Yoga und Gewaltprävention

Yoga liefert einen Beitrag zur Prävention und Reduzierung von Gewalt an den Schulen und kultiviert Friedfertigkeit – eines der Ziele der Yoga Philosophie. Der dafür in der Yoga Philosophie verwendete Fachbegriff lautet „Ahimsa“, was Nicht-Verletzen oder Gewaltlosigkeit bedeutet, eine Geistesverfassung, die lebensfördernde Einflüsse schafft sowie „Asteya“, Freiheit von Habsucht, Nichtstehlen. Patanjali, der Exponent der Yoga Philosophie, sagt in seinem Yogalehrbuch „Yoga Sutras“: „Im Zustand der Gewaltlosigkeit (Ahimsa) gegründet, verschwindet in der Gegenwart des Yoga Praktizierenden alle Feindseligkeit zwischen den Lebewesen“ (Vers II.35).

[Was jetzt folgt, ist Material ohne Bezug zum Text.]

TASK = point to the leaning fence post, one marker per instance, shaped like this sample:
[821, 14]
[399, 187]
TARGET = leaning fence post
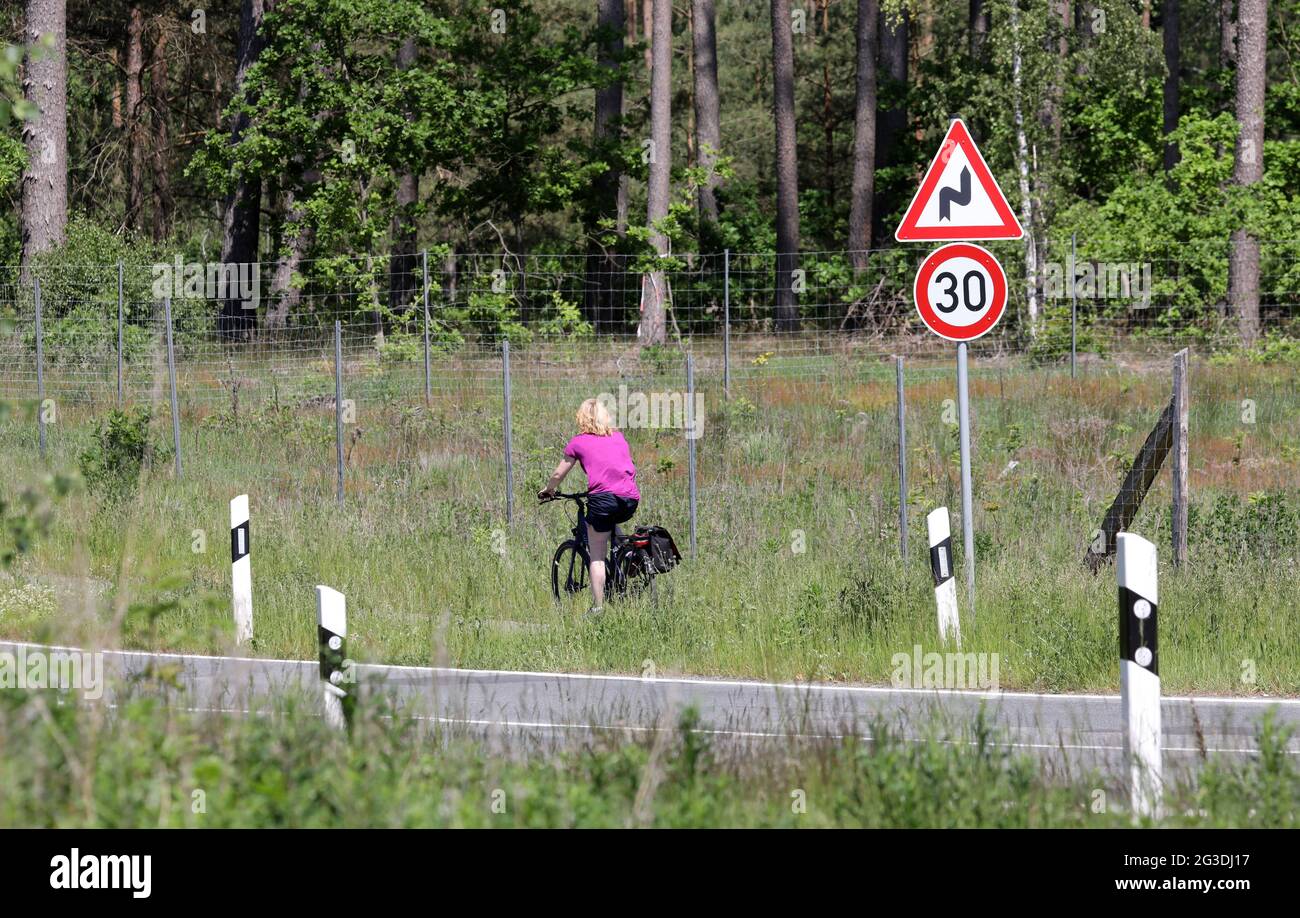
[692, 433]
[727, 323]
[1074, 301]
[332, 635]
[120, 333]
[1139, 670]
[40, 375]
[428, 384]
[241, 568]
[170, 369]
[902, 463]
[1179, 454]
[338, 406]
[510, 467]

Hat der Yoga-Schüler die Geistesverfassung des Yoga als den Zustand des Geistes, in dem alle Gedanken- und Gemütsbewegungen zur Ruhe gekommen sind (Vers I.2), erlangt, „Dann ruht der Sehende in seiner eigenen Natur“ (Vers I.3).

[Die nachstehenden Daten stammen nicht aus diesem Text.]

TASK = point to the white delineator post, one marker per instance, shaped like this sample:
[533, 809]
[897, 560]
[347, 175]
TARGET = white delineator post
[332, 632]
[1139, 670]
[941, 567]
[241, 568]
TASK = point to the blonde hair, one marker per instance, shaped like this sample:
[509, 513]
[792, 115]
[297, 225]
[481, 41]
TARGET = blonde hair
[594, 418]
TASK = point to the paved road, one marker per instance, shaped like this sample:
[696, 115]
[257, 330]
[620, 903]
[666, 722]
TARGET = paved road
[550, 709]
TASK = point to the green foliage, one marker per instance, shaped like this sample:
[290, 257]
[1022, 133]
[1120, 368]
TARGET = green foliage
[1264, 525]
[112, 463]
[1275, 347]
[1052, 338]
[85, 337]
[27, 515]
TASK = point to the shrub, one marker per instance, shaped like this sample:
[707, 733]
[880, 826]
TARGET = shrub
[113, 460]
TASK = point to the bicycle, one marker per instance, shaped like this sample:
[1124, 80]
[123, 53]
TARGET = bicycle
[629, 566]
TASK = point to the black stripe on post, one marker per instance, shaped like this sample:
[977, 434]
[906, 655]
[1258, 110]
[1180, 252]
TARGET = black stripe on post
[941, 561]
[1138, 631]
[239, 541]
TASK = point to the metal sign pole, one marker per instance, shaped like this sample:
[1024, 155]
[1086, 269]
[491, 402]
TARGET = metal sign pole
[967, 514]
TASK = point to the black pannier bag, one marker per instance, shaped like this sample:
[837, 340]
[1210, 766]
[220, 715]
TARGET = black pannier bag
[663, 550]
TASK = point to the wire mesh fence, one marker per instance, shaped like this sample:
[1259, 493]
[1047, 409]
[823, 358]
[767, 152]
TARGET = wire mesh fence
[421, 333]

Vasudeva Kutumbaka – Die Welt ist meine Familie

Die Auswirkungen von Yoga gehen aber über die Verbesserung von Gelenkigkeit, Kraft und Konzentration hinaus. Yoga bedeutet Einheit, Harmonie. Abgeleitet von der Sanskritwurzel „yuj“. Einheit, Harmonie mit sich selbst, mit all den oft auch widersprüchlichen Gedanken und Gefühlen. Einheit mit seinem Körper und dann, in immer größer werdenden Kreisen, Harmonie mit der Umgebung und der Welt. Am Anfang eines friedvolleren Umgangs miteinander steht die persönliche Erfahrung der Ebene der eigenen Friedfertigkeit.

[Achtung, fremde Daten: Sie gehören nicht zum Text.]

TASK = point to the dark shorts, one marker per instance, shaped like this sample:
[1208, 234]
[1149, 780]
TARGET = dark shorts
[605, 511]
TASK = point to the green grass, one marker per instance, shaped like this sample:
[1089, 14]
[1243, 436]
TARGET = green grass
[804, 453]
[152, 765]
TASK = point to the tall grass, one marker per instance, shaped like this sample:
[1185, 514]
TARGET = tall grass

Der Mensch ohne Ruhe im Denken, wie kann da Frieden sein. Ohne Frieden, wie kann Glück da sein.

– Bhagavad Gita.

Der älteste Mann der Welt, Joan Rindavets brachte es mit folgendem Zitat aus einem Interview auf den Punkt: „Das Wichtigste ist nicht, viele Jahre auf dem Buckel zu haben, sondern in Frieden, Ruhe und Freundschaft mit dem Rest der Welt zu leben“ (Weser Kurier, 11.10.2003).